The Embedded Muse 275

Go here to sign up for The Embedded Muse.

The Embedded Muse
Issue Number 275, January 5, 2015
Copyright 2015 The Ganssle Group

Editor: Jack Ganssle, jack@ganssle.com

Jack Ganssle, Editor of The Embedded Muse

You may redistribute this newsletter for noncommercial purposes. For commercial use contact jack@ganssle.com.

Contents

Editor's Notes
Quotes and Thoughts
Tools and Tips
The Write-Only Memory's Back Story
Building Ultra-Low Power Systems
An Interesting Bug
Billions and Billions of Transistors
Jobs!
Joke for the Week
Advertise with us
About The Embedded Muse

Editor's Notes

Did you know it IS possible to create accurate schedules? Or that most projects consume 50% of the development time in debug and test, and that it’s not hard to slash that number drastically? Or that we know how to manage the quantitative relationship between complexity and bugs? Learn this and far more at my Better Firmware Faster class, presented at your facility. See https://www.ganssle.com/onsite.htm.

Quotes and Thoughts

While we all know that unmastered complexity is at the root of the misery, we do not know what degree of simplicity can be obtained, nor to what extent the intrinsic complexity of the whole design has to show up in the interfaces. We simply do not know yet the limits of disentanglement. We do not know yet whether intrinsic intricacy can be distinguished from accidental intricacy. - E. W. Dijkstra

Tools and Tips

Please submit clever ideas or thoughts about tools, techniques and resources you love or hate. Here are the tool reviews submitted in the past.

The Write-Only Memory's Back Story

Many are familiar with Signetic's fake Write-Only Memory device, invented back in 1972. A datasheet was produced which gave important specs, like cooling requirements (a six-foot fan one inch away), and graphs showed details like how many pins remained versus number of insertions into a socket.

I had a copy of the datasheet (since given away) and posted it on my site. It was a bit messy, and someone gave me .PDFs of a cleaner copy. Turns out, those .PDFs are counterfeit! I can't imagine why anyone would fake a fake datasheet, but John Curtis, the original author of the datasheet, contacted me recently and gave some of the back story.

My site once again hosts the original, correct, fake datasheet here.

Building Ultra-Low Power Systems

The Linley Group just released a report (Achieving Energy Efficiency With EFM32 Gecko Microcontrollers) which has an interesting description of the low-power features of Silicon Labs' EFM32 parts.

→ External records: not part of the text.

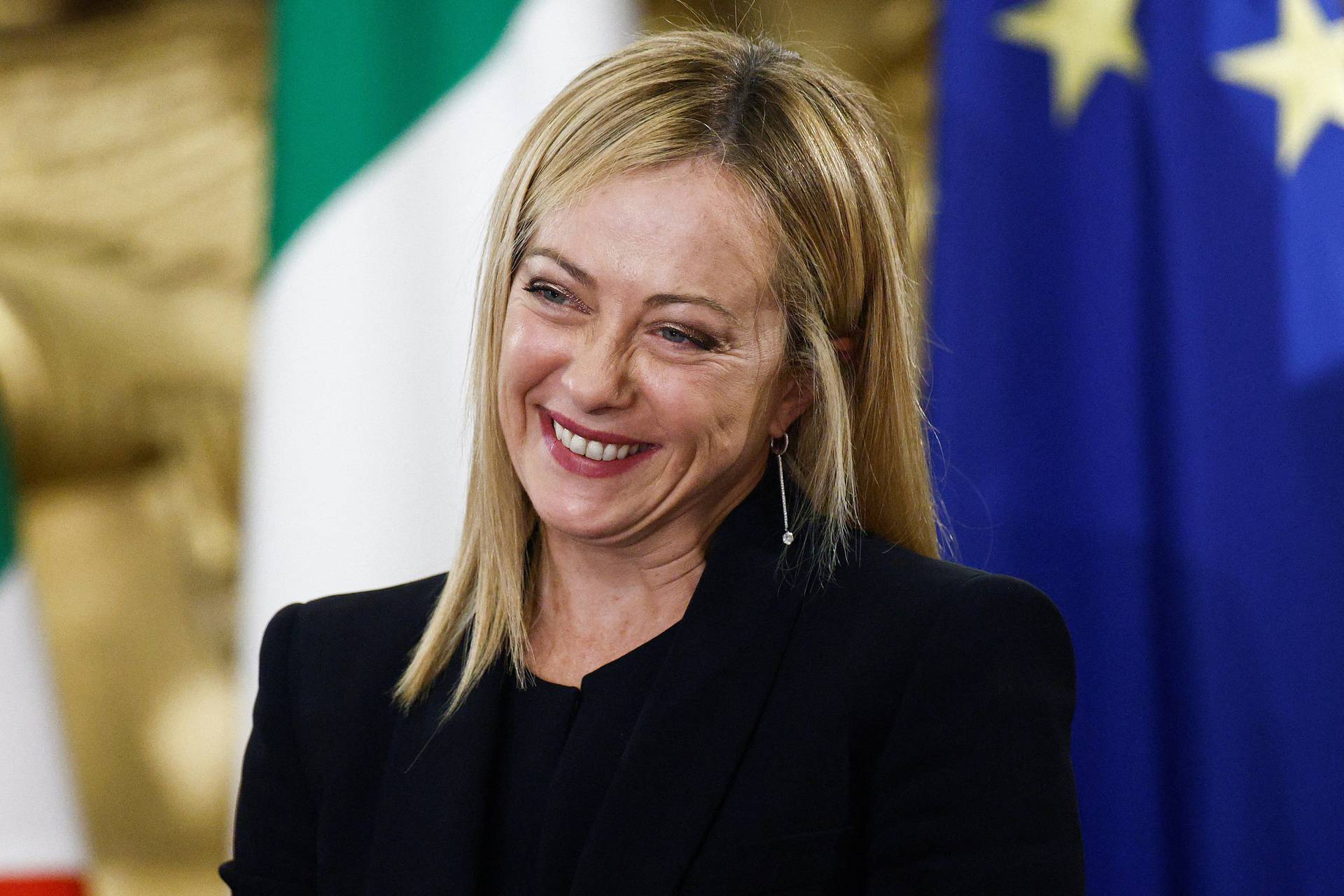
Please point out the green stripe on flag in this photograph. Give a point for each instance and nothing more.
(8, 505)
(353, 76)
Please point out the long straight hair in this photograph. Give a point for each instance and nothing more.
(811, 147)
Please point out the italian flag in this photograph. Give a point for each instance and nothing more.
(393, 127)
(42, 844)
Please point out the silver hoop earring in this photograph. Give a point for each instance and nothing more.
(784, 501)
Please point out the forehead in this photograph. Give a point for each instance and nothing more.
(682, 227)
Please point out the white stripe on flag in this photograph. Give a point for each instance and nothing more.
(41, 832)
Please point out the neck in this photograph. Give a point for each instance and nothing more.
(594, 594)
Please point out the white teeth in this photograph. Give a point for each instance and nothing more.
(592, 448)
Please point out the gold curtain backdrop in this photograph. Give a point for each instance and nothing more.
(134, 148)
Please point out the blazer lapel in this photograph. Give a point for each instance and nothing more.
(702, 708)
(435, 792)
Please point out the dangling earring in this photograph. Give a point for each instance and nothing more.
(784, 501)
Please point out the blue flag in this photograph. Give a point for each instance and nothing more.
(1138, 388)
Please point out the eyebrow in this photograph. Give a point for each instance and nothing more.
(657, 300)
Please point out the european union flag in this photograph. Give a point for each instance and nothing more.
(1139, 393)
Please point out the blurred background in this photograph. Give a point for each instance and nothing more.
(1138, 305)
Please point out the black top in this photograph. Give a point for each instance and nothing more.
(899, 727)
(558, 750)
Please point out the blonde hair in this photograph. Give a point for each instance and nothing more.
(811, 148)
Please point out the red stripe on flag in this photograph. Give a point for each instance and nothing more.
(41, 887)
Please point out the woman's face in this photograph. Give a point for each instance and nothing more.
(640, 323)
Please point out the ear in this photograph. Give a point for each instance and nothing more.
(797, 396)
(796, 399)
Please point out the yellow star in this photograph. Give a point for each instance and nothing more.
(1303, 70)
(1084, 38)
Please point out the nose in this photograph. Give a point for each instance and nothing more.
(598, 374)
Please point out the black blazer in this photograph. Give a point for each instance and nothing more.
(904, 729)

But, it contains the same sort of misinformation - or, at best, hopelessly optimistic claims - that permeates most discussions about this topic.

Some MCU vendors are making what I consider outrageous assertions about the ability of their MCUs to run from coin cells for years and even decades. They take a "typical" power consumption number (which in some cases is orders of magnitudes better than worse-case), assume there's no other circuitry involved, and then do a poor analysis of real-world operating conditions.

I spent a good chunk of 2013 and 2014 studying the subject and ran numerous experiments to tease out the facts in building systems that have to run for years from a battery. The results were published in a number of articles on embedded.com. Most of what has been written by vendors about this topic turns out to be wrong or naive. There's essentially no way one can build systems that will run reliably for a decade or longer from a coin cell. Even picking the wrong decoupling capacitor will cause the system to fail in a year or two. Most MCU on-board brown-out reset circuits will greatly shorten available battery life. There's a whole host of quite interesting problems and solutions to using coin cells with microcontrollers.

The Linley report inspired me to digest those articles into a long article on the subject. Check out Hardware and Firmware Issues in Using Ultra-Low Power MCUs for the real scoop.

An Interesting Bug

It's fun and useful to learn from the experience of others. Bernard Nahas sent in this interesting bug:

During the break at your course, I mentioned a bug in the floating point context switching functionality in some operating systems running on PPC. Here is a slightly more detailed description. I tried to remember the details, but it's been over 4 years. It's hairy, so I suggest you get a cup of coffee before you start reading.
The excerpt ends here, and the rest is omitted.